Einkauf: Nicht immer wird der Rosenkohl lose angeboten, sondern häufig in Netzen zu 500 g. Da sollte man schon genauer ins Netz hinein sehen, was sich dahinter verbirgt. Die Röschen sollten möglichst fest und knackig sein und dicht geschlossene Blätter haben. Sie sollten grün leuchten und keine gelben Blätter aufweisen. Zuhause ist er nicht so lange lagerbar wie die restlichen Verwandten der Kohlfamilie, denn die zarten grünen Blätter werden rasch welk, werden schlaff und öffnen sich. Etwa 3 Tage hält er sich im Gemüsefach des Kühlschrankes, am besten in einem Kunststoffbeutel oder -gefäß. Mit Strunk und bei geringen Minusgraden hält er sogar bis zu 10 Wochen. Er lässt sich auch sehr gut tiefgefrieren.

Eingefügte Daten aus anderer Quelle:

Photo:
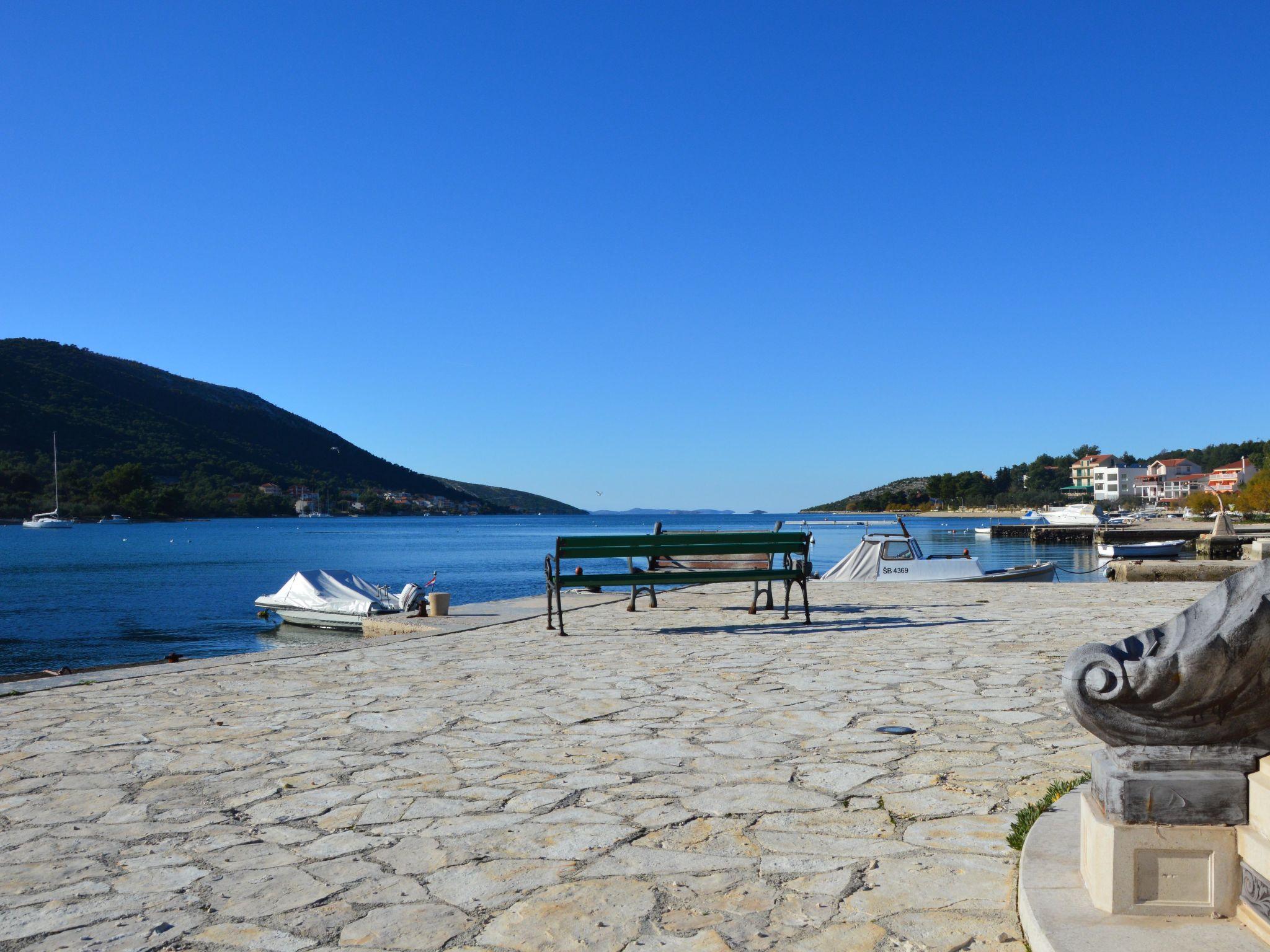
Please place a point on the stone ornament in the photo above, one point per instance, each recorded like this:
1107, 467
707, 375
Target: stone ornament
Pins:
1254, 891
1202, 678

Dafür sollten die Röschen je nach Größe 3-5 Minuten blanchiert werden. Gut verpackt - wegen dem intensiven Geruch - hält sich der tiefgefrorene Rosenkohl etwa 1 Jahr.

Zubereitung: Wenn der Kohlgeruch stört, kann man Rosenkohl mit altem Brot oder Walnüssen zubereiten. Aber ganz wird der Geruch nicht verschwinden, denn er gehört einfach zu diesem Gemüse dazu. Für die Zubereitung ist es wichtig, zuerst den eingetrockneten Strunk etwas abzuschneiden und welke Blätter zu entfernen. Dann die Röschen kurz waschen und abtropfen lassen. Um die Garzeit zu verkürzen und ein gleichmäßiges Garen zu gewährleisten, sollten die Strünke unten kreuzweise eingeschnitten werden. Die Garzeit sollte nur kurz dauern, je nach Größe 8 bis 12 Minuten, da die Röschen schnell zerfallen und Aroma und Inhaltsstoffe verlieren. Also eher zu fest - mit Biss - als zu weich garen. TK-Rosenkohl benötigt sogar nur eine Garzeit von ca. 5 Minuten.